The first step is to tidy the HTML. Most HTML documents are not well formed. Meaning that they are not XML documents. By first converting the HTML document into an equivalent XML document, we create the required conditions for the subsequent transformations. Typical tidy transformations include the following:

Before <h1>heading <h2>subheading</h3>

<i><h1>heading</h1></i> <p>new paragraph <b>bold text <p>some more bold text

<body> <li>1st list item <li>2nd list item

After <h1>heading</h1> <h2>subheading</h2>

<h1><i>heading</i></h1> <p>new paragraph <b>bold text</b> <p><b>some more bold text</b>

<body> <ul> <li>1st list item</li> <li>2nd list item</li> </ul>

STEP 2: Execute JavaScript

This step is far from trivial because it involves executing JavaScript. So one actually needs to build a JavaScript interpreter (or use an existing one). When we started working on our HTML converter, we already had our own JavaScript interpreter. But it was conditioned for JavaScript code that one typically finds in PDF documents. This type of JavaScript tends to be far less complex than the JavaScript in current HTML documents. We rarely receive a bug report related to JavaScript embedded in PDF documents. But when we started using the same interpreter with real-life HTML documents, it turned out to be flawed and having many deficiencies. Especially supporting the jQuery library turned out to be an enormous task. jQuery makes extensive use of more advanced JavaScript features such as prototypes and closures.

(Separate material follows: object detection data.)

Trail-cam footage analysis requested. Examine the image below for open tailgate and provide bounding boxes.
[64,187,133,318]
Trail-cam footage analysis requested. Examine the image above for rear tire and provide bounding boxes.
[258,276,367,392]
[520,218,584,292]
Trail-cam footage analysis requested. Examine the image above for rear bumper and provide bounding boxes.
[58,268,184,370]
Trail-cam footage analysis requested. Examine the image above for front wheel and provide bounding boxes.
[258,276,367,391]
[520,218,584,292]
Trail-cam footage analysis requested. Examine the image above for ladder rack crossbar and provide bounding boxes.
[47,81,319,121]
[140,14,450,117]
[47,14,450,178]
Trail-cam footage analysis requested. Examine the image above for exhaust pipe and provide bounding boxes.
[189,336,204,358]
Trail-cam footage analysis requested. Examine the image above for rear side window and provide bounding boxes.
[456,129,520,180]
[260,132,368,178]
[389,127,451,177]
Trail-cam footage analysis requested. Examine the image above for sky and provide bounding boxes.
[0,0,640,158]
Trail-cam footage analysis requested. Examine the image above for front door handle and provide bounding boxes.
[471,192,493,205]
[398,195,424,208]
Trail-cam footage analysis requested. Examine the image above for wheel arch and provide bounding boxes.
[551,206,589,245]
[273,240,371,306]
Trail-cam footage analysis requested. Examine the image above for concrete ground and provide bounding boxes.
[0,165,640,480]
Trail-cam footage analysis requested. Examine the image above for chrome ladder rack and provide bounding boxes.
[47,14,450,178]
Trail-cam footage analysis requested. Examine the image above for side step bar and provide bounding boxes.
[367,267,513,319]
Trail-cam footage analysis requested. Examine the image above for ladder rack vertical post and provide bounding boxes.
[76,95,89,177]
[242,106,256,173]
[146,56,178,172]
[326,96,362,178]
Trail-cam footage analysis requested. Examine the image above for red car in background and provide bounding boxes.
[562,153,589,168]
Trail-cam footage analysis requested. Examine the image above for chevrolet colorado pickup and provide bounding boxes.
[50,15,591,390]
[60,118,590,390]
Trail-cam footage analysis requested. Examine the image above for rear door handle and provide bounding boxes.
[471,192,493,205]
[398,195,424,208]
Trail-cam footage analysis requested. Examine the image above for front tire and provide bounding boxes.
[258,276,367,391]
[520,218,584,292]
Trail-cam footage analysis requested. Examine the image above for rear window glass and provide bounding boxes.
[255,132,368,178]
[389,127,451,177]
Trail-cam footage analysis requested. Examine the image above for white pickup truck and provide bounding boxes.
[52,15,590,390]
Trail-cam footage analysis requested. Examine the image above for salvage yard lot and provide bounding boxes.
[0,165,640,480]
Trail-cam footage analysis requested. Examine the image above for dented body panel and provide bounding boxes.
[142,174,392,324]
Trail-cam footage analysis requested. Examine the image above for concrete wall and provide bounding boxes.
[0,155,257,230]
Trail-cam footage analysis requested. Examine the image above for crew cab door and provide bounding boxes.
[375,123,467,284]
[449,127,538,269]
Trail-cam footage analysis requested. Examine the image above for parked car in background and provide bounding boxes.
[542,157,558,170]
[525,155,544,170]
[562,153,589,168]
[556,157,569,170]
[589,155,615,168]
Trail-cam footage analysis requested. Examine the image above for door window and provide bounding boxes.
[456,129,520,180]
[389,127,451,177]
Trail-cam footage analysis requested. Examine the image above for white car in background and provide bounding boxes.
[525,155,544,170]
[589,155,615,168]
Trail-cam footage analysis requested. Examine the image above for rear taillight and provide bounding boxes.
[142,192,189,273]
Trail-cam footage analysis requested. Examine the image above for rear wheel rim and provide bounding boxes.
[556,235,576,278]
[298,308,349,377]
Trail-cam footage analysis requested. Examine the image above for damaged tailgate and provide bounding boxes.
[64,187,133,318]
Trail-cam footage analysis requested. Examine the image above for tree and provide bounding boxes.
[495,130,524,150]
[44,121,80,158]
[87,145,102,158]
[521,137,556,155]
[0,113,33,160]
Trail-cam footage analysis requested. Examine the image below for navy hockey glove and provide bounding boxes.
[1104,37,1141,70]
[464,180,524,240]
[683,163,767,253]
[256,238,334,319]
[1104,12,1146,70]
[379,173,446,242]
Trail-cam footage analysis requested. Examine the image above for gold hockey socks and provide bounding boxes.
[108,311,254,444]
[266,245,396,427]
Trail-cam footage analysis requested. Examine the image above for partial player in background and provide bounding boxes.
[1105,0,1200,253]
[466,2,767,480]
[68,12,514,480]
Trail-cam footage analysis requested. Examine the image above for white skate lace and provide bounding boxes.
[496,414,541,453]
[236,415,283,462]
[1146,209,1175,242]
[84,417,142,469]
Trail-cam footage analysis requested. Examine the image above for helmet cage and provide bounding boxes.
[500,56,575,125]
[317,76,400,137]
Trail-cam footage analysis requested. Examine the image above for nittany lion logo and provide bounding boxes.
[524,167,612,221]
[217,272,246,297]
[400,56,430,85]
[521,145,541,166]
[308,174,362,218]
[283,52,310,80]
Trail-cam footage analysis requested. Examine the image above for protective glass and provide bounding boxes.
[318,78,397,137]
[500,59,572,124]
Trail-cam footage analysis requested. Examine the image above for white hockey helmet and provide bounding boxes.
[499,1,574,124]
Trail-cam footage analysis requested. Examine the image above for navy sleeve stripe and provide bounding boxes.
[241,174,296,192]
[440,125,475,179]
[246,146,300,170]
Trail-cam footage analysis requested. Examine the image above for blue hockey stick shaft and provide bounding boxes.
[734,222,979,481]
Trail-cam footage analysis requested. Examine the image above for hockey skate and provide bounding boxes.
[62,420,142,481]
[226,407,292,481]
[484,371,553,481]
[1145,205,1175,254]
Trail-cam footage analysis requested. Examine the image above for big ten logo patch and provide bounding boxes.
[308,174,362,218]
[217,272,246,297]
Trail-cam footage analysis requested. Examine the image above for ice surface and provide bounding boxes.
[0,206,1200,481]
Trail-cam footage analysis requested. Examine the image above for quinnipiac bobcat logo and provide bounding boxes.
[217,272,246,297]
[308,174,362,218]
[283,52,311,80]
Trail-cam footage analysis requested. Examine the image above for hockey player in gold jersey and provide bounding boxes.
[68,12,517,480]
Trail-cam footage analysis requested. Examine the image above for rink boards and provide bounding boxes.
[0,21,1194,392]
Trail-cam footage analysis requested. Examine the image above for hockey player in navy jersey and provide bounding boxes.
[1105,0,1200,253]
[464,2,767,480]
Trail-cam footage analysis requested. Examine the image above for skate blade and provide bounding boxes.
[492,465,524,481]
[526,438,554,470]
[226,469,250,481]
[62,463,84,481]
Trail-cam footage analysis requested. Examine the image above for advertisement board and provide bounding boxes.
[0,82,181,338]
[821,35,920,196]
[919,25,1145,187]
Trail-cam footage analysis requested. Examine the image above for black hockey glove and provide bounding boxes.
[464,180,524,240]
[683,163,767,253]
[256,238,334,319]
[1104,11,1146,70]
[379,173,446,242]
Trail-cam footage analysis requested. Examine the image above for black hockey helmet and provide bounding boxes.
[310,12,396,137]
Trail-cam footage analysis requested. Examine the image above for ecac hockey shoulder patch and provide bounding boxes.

Here is a typical conversion that takes place when executing JavaScript:

Before <html>   <head>   <script type="text/javascript">     function load() {         var x = document.getElementById("foo")         x.innerHTML = "Hello TallComponents!";      }   </script>   </head>   <body onload="load()">     <h1 id="foo">Hello World!</h1>   </body> </html> After <html>   <body>     <h1>Hello TallComponents!</h1>   </body> </html>

STEP 3: Resolving CSS

Cascading style sheets are used to separate content from presentation. CSS is resolved after JavaScript has been executed because JavaScript may also manipulate CSS. CSS can be specified in three ways:

1. External stylesheet. These are specified using the LINK element as follows:

After <HEAD> <LINK href="special.css" rel="stylesheet" type="text/css"> </HEAD>

2. Inline stylesheet. These are speficied using the STYLE element as follows:

After <HEAD> <STYLE type="text/css"> H1 {border-width: 1; border: solid; text-align: center} </STYLE> </HEAD>

3. Inline style. Here is a typical example:

After <P style="font-size: 12pt; color: fuchsia"> Aren't style sheets wonderful? </P>

The CSS resolver transforms the HTML document such that it only has inline styles while being equivalent to the original document.


Now that the HTML document has been normalized with respect to syntax and CSS and initialization JavaScript code has been executed and removed, all visual elements have to be placed and formatted. This is referred to as the layout step.

Although we convert to PDF, our layout module has been designed such that by implementing a specific interface we may just as well convert to SVG or GDI+.


While the above four steps have been presented as sequential steps, in reality they are performed more or less in parallel for performance reasons.